Ainda no capítulo do pão e dos
doces, um olhar sobre os Bolinhos de Jerimu, os formigos ou as
rabanadas do Porto - pelas quais Ramalho Ortigão suspirava, considerando-as “uma verdadeira instituição portuense”; sobre
“barrigas de freira”, “papos de anjo” ou “toucinho do
céu”, designações com o seu quê de polémico numa cidade onde abundavam os Conventos; sobre o mel, cuja
Feira Tradicional se realizava paredes-meias com a Igreja dos
Clérigos e onde aquele produto era apregoado como “mel virgem para as paridas”, assegurando-se que fazia bem às parturientes; mas também sobre o Bolo Rei, nascido em França sob o
nome de Galette des Rois, popularizado pela Confeitaria Nacional, em
Lisboa e que
chegou ao Porto em 1882, através da Confeitaria Cascais, mas “somente para a festa de Reis”, esclarece o Professor César Santos Silva. Importa porém dizer
que os
primeiros passos do Bolo Rei foram tudo menos fáceis, de tal maneira a tradição do Pão de Ló se encontrava enraizada na Invicta. Entre as
várias peripécias está uma que merece ser contada: Após a
implantação da República, o Bolo Rei chegou a ser alvo duma
petição para que o seu nome mudasse para Bolo Presidente. Hoje,
este doce tradicional é uma instituição na cidade (e não só!),
graças a Confeitarias como a Petúlia, Cunha, Costa Moreira, Nandinha ou a conceituada Tavi, na Foz do Douro.
Não menos importante que as
doçarias será, porventura, o bacalhau e, a prová-lo, estão os
números: Na Noite de Consoada, o mundo português come mais bacalhau
que aquele que é consumido pelos restantes habitantes do planeta.
Também aqui, a curiosidade de que o Bacalhau Cozido com Todos, típico
da ceia de Natal, é uma “moda” relativamente recente, já que no
tempo dos nossos bisavós se usava comê-lo assado ou guizado. Com tantas iguarias na noite de Natal, não espanta que Alberto Pimentel se referisse a ela como “uma noite pantagruélica”

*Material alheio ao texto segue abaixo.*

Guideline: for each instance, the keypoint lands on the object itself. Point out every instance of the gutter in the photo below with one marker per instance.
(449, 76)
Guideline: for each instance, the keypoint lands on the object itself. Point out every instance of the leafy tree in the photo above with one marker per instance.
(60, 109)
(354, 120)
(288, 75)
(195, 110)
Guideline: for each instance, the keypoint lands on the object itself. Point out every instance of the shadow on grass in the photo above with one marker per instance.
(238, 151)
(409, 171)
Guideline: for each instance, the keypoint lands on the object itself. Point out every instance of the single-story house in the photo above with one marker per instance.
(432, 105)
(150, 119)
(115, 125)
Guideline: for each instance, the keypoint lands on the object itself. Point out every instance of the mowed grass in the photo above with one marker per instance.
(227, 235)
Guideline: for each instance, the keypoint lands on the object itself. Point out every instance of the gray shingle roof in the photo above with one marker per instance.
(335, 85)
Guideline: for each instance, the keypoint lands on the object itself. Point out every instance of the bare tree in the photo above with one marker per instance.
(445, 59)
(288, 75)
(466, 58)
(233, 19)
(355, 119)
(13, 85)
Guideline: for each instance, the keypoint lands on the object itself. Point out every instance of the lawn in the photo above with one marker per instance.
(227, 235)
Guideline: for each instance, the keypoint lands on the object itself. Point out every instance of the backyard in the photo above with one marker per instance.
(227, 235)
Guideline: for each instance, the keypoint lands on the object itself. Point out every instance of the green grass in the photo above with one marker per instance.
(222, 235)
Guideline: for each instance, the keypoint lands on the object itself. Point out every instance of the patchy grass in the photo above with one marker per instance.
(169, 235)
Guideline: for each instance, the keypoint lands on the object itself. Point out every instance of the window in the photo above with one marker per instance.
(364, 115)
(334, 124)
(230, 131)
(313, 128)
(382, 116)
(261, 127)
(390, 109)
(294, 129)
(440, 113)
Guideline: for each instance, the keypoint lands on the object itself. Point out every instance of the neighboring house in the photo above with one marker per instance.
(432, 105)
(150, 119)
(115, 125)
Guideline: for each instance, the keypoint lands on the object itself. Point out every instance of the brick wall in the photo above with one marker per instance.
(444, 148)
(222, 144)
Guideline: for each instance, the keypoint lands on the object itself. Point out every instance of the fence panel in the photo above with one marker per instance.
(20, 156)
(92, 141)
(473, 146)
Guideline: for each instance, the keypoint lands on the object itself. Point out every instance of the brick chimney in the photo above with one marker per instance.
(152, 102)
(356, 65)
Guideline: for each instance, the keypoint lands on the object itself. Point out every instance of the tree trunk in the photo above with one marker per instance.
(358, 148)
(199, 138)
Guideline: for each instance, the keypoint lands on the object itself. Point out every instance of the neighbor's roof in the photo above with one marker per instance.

Abreviando, esta foi também
uma Visita Guiada onde se falou da ligação do Pai Natal (Santa
Claus) ao original S. Nicolau, nascido em Patara, Anatólia, por
volta do ano 270 d.C; de como a sua imagem actual radica nos contos
de Washington Irving (o mesmo da “Lenda do Cavaleiro sem Cabeça”)
ou na “falta de imaginação” dum publicitário da Coca-Cola que resolveu “vesti-lo” de vermelho; da majestosa árvore de Natal no interior do Palácio de Cristal, há precisamente cento e cinquenta anos; da novidade, no dealbar do século passado, que foram os brindes no Bolo Rei da Confeitaria Oliveira e cujo valor era de meia-libra em ouro; dos alquilhadores e de Ruben A.; dos primeiros néons de Natal no Porto, corria o ano de 1956; dos postais de Natal, trazidos para Portugal,
como sucedeu com tantas outras coisas, pela Colónia Britânica do
Porto; da loja Flora Portuense e do seu proprietário, Aurélio da Paz dos Reis, realizador
do primeiro filme português, “A Saída das Operárias da Fábrica
Confiança”; da Capela dos Três Reis Magos, na extinta Rua de D.
Pedro, comprada pela quantia de quatrocentos escudos e deslocada para
a Pocariça, Cantanhede; ou de como Camilo Castelo Branco não
gostava da forma como se cantavam as Janeiras. O final da visita, no
Largo dos Lóios, foi como que um regresso ao ponto de partida e ao
Natal como um tempo de consumismo. As últimas palavras lembrarão João
Araújo Correia, um médico da Régua, “médico dos pobres”, que terá dito:
“Muito come no Natal aquela cidade. Os comboios e os barcos levam tudo para lá.”